Oleksiak, who owns the Canadian record of seven Olympic medals (across all sports), missed Canada’s trials meet for worlds two months ago due to the injuries. She was still named to the team at the time in hope that she would be ready in time for worlds.

The 22-year-old returned to competition last month at a Mare Nostrum meet in Barcelona, after which she chose to focus on continued rehab rather than compete at worlds in Fukuoka, Japan.

“Swimming at Mare Nostrum was a checkpoint for worlds, and I gave it my best shot,” Oleksiak said in the release. “We reviewed my swims there, and it showed me the level I want to get back to. Now I need to focus on my rehab to get back to where I want to be and put myself in position to be at my best next season.”

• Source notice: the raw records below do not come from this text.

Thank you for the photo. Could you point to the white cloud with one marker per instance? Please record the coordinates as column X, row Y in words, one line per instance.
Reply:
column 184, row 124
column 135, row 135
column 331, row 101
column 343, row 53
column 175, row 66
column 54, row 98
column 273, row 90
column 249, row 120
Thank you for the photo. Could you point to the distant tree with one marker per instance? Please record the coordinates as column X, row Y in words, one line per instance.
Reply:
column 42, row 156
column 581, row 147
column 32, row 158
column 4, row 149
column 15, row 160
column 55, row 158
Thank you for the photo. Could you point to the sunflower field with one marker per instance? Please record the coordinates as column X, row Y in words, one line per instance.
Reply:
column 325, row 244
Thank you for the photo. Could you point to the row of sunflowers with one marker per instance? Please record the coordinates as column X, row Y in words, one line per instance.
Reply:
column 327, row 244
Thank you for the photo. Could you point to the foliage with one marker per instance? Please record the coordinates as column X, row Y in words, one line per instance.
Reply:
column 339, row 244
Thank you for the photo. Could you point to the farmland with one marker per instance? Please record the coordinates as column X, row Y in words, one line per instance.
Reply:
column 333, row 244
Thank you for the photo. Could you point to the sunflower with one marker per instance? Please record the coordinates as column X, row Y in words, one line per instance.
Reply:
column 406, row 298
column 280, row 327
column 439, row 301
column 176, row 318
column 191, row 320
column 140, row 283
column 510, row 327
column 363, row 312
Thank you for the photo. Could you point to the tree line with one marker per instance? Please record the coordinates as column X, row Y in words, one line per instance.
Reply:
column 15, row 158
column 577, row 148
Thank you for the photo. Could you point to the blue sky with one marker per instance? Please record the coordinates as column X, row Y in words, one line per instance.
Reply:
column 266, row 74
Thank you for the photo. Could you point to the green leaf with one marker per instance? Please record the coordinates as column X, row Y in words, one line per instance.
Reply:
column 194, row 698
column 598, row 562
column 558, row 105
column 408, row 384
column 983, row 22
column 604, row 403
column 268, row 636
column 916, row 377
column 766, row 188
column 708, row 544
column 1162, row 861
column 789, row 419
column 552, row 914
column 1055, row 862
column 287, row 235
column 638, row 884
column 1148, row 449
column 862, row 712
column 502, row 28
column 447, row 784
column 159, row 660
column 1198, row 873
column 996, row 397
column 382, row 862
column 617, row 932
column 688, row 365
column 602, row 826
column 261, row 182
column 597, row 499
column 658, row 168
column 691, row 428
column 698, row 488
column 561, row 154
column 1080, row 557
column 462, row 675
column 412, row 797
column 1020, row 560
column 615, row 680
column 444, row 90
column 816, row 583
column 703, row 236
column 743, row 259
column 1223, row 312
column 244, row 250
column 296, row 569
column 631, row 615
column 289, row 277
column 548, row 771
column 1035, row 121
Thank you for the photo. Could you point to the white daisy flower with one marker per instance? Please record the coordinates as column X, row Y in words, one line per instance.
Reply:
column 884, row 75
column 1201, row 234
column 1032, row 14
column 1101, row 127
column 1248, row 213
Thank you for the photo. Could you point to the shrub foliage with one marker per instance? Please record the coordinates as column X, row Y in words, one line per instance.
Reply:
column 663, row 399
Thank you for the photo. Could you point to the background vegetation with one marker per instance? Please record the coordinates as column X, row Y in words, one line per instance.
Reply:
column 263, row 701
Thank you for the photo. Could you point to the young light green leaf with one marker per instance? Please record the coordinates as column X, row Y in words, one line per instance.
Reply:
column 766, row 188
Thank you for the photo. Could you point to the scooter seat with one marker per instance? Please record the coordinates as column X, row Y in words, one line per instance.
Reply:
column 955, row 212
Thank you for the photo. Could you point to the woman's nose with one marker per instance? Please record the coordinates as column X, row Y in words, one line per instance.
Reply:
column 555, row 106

Oleksiak had knee surgery last year to repair a meniscus. After that, she developed a left shoulder injury.

In 2016, Oleksiak tied for Olympic 100m freestyle gold with American Simone Manuel. She also earned 100m butterfly silver in Rio and 200m free bronze in Tokyo, along with four relay medals between those two Games.

At last year’s worlds, she earned four relay medals and placed fourth in the 100m free.

She anchored the Canadian 4x100m free relay to silver behind Australia at the most recent Olympics and worlds.